Старушка приподняла с глаза повязку, протерла его тампоном и сказала, обращаясь к Анэмонэ:

— Ты приятно пахнешь, малышка! — На тампоне виднелись следы гноя. — От тебя пахнет молоком. Наверное, у твоих родителей молочная ферма?

Анэмонэ понюхала свои ладони.

— Нет, — сказала старушка, — ты уже пропиталась молочным запахом и потому его не ощущаешь. А где находится ваша ферма?

— Я работаю в кондитерской, рядом с универмагом, — сказала Анэмонэ.

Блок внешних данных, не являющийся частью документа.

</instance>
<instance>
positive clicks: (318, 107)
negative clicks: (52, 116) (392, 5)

Старушка поправила шапочку и швырнула грязный тампон в урну. При виде воспаленной кожи под повязкой Анэмонэ вспомнился несчастный Га-риба на автостраде. После допроса полицейские выдали ей то, что от него осталось, но ни один из ближайших крематориев не согласился принять ее пакеты с останками крокодила. Автомобиль был так испачкан, что им невозможно было пользоваться, поэтому Анэмонэ отогнала его на свалку, упаковала свою одежду и акваланг, чтобы отправить их отдельно, а сама купила билет на ближайший поезд в северном направлении. Сразу же после отправления поезда пластиковые пакеты начали протекать. Из них сочились кровь и слизь, и Анэмонэ ничего не оставалось, как выйти на следующей же остановке, прежде чем явится контролер и обнаружит все это безобразие. Пришлось взять такси до Аомори и швырнуть пакеты с останками крокодила с пирса. На пароме от Аомори до Хакодатэ ей попалась статья в газете, от которой она поперхнулась: «Гигантский крокодил на автостраде».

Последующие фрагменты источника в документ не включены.